Tel un remake raté de la ruée vers l’or d’il y a deux siècles, celui-ci s’imaginait déjà avoir découvert son nouvel Eldorado ! Pensez, la découverte de notre monde idéal, conçu en harmonie avec le vivant, parsemé de jardins potagers sur les toits, d’accès libre à la connaissance et de formation permanente, où notre mode de vie régénératif nous permet de disposer d’une relative abondance des ressources, où chacun est tour à tour cuisinier, agriculteur, enseignant, chercheur, réparateur de vélo ou coiffeur, le laissait à la fois perplexe et avide de piller ces nouvelles ressources dont son monde à lui manquait cruellement.

Il nous a immédiatement parlé de partenariat win-win, de débouchés commerciaux, de vente de brevets, d’expériences sensationnelles, d’actionnariat majoritaire, de délocalisation lucrative, de gains de production dans des territoires exploités et d’enrichissement personnel rapide.

À ces mots, les yeux des représentants des générations futures ont commencé à briller.
Avec un sourire carnassier, Renard a senti qu’il avait conquis et ferré une partie de l’auditoire.

Une discussion mouvante se mit en place dans l’Agora.
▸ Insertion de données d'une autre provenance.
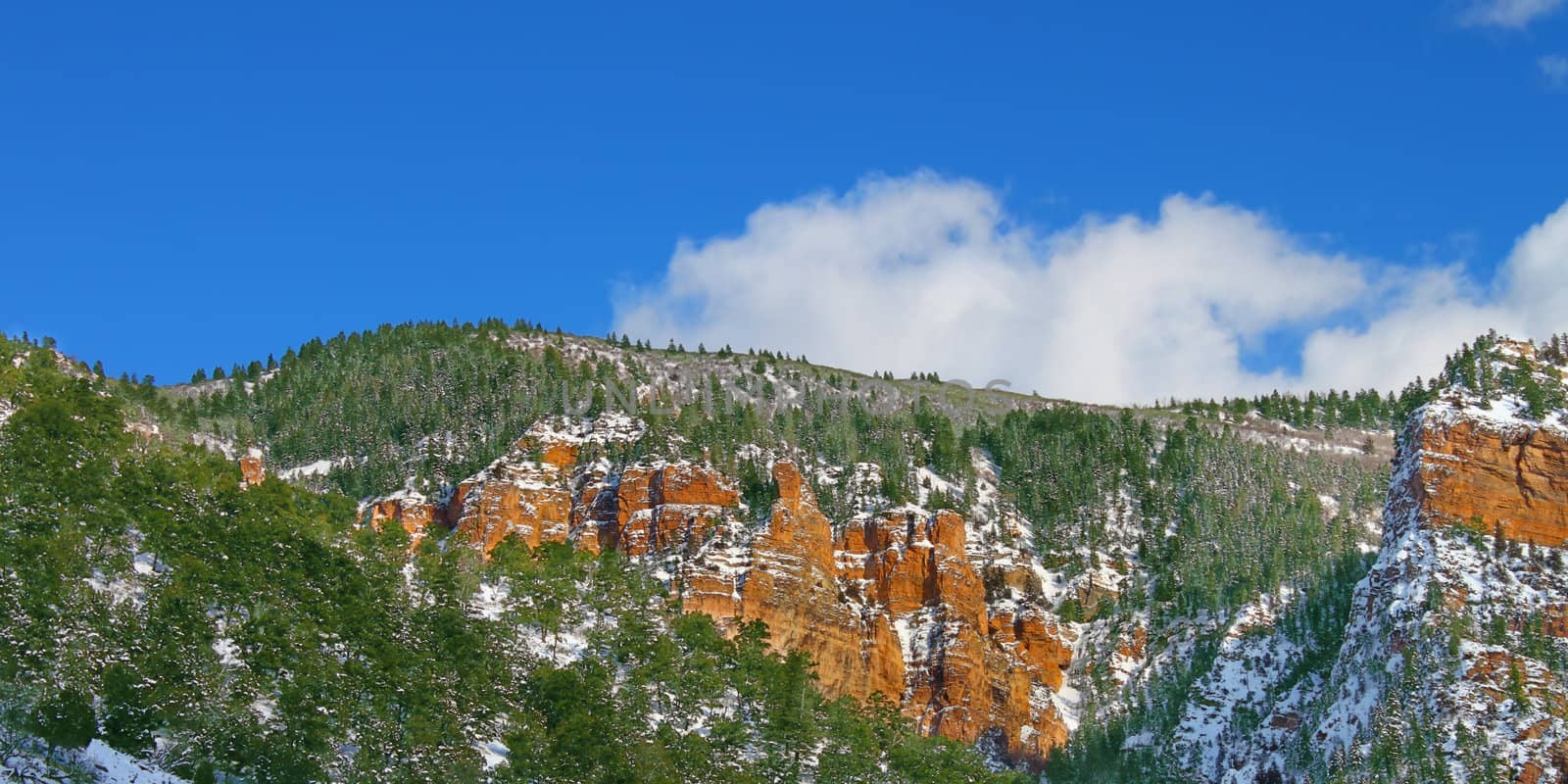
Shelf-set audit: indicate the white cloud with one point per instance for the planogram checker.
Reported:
(1515, 15)
(1556, 70)
(930, 273)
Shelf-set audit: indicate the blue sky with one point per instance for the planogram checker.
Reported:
(195, 184)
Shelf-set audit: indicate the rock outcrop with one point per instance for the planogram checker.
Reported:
(1489, 474)
(1460, 618)
(251, 469)
(894, 604)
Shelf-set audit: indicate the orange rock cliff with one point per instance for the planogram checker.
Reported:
(890, 603)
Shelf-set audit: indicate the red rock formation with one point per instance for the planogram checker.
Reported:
(1473, 472)
(894, 608)
(413, 512)
(890, 606)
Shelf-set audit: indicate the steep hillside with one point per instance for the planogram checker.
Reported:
(1184, 593)
(157, 601)
(1454, 662)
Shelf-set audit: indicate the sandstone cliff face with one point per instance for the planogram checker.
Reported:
(1487, 472)
(251, 470)
(893, 604)
(899, 603)
(1445, 615)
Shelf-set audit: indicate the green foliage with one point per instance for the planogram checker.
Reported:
(261, 632)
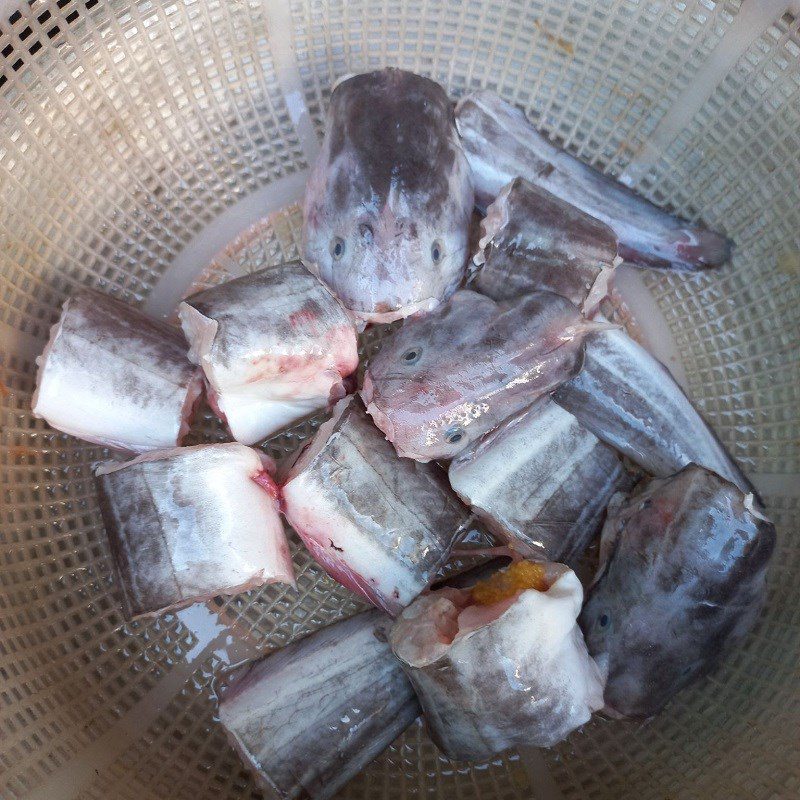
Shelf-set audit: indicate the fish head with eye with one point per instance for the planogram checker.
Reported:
(389, 262)
(646, 642)
(420, 387)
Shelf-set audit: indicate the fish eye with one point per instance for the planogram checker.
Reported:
(337, 247)
(454, 434)
(411, 356)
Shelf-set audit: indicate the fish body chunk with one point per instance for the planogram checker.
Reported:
(534, 240)
(629, 399)
(501, 144)
(190, 523)
(388, 203)
(541, 482)
(309, 717)
(491, 677)
(682, 578)
(380, 525)
(274, 345)
(443, 380)
(115, 377)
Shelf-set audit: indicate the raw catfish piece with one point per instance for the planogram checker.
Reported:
(388, 202)
(380, 525)
(190, 523)
(443, 380)
(541, 482)
(501, 667)
(309, 717)
(501, 144)
(275, 347)
(115, 377)
(682, 579)
(630, 400)
(534, 240)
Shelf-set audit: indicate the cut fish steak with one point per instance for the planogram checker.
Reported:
(380, 525)
(115, 377)
(275, 346)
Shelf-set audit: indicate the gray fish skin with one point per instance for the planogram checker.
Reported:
(443, 380)
(629, 399)
(541, 482)
(309, 717)
(113, 376)
(380, 525)
(275, 346)
(501, 144)
(515, 675)
(534, 240)
(191, 523)
(388, 203)
(682, 580)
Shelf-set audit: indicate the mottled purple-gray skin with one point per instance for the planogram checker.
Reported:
(629, 399)
(501, 144)
(541, 482)
(114, 376)
(388, 203)
(309, 717)
(443, 380)
(381, 525)
(682, 579)
(538, 241)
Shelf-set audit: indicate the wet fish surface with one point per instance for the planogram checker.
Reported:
(502, 144)
(191, 523)
(682, 579)
(380, 525)
(541, 482)
(534, 240)
(443, 380)
(275, 346)
(388, 203)
(629, 399)
(113, 376)
(503, 667)
(307, 718)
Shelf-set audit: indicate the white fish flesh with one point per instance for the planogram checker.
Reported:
(534, 240)
(115, 377)
(191, 523)
(275, 346)
(501, 145)
(309, 717)
(380, 525)
(629, 399)
(541, 482)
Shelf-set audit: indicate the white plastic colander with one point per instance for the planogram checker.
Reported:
(139, 138)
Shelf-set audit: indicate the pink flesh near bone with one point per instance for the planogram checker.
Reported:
(275, 347)
(442, 381)
(380, 525)
(191, 523)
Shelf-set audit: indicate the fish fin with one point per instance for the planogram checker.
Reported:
(601, 288)
(495, 220)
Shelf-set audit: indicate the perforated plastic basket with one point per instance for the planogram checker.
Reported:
(139, 138)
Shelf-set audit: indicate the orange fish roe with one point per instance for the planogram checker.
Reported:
(519, 576)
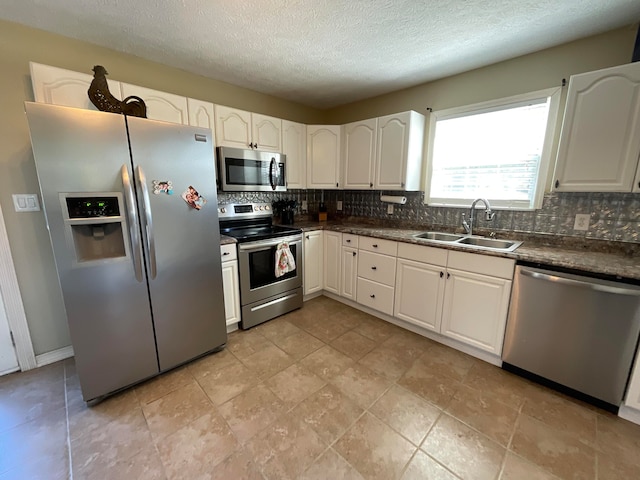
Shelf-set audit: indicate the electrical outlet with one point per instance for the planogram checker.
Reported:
(582, 222)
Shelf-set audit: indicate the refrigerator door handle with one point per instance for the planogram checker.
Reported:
(148, 220)
(133, 223)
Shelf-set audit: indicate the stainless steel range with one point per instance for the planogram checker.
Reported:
(263, 294)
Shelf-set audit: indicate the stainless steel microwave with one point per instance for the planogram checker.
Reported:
(241, 170)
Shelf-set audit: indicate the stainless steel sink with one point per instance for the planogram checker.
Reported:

Les plus jeunes générations, poussées par leur curiosité de nouveaux savoirs se mirent à poser de nombreuses questions : quoi, du nouveau ? Un autre monde est possible ?

Mais c’était sans compter sur la vigilance des représentants des Anciens pour qui le discours avait ravivé le souvenir de la lente dégringolade des années 2020, où il était plus grave de bloquer un chantier d’autoroute que de continuer à piller le sol pour en extraire les dernières gouttes de pétrole.

Cette discussion était fort inhabituelle dans nos Agoras. Tant d’émotions exprimées rendaient l’Agora presque hors de contrôle.

Observant cela d’un œil vigilant, les représentants des non-humains à leur tour se levèrent dans un grand bruissement de feuilles. Le silence se fit instantanément dans l’Agora : la Nature allait parler !

Ils rappelèrent que pour faire monde, il était nécessaire de préserver les équilibres et l’harmonie entre humains et non-humains. Nous faisons finalement partie d’un tout.

Renard, sentant les choses lui échapper, sortit de l’Agora la tête basse et bien plus bouleversé par ce qu’il venait d’entendre que ce qu’il voulait bien montrer. Dans son monde, la Nature n’avait jamais eu le droit de parler ! »

3 ans après...

Renard, désormais Citudiant au sein de l’Archipel des connaissances, avait trouvé sa voie : il dédierait sa vie à diffuser son nouvel Eldorado, celui que, finalement, il avait toujours cherché. La destination qu’il choisit pour son voyage initiatique lui parut évidente : retourner vers les Confins, pour partager au conglomérat ce nouveau rapport au monde. L’Archipel des connaissances avait pleinement rempli sa mission.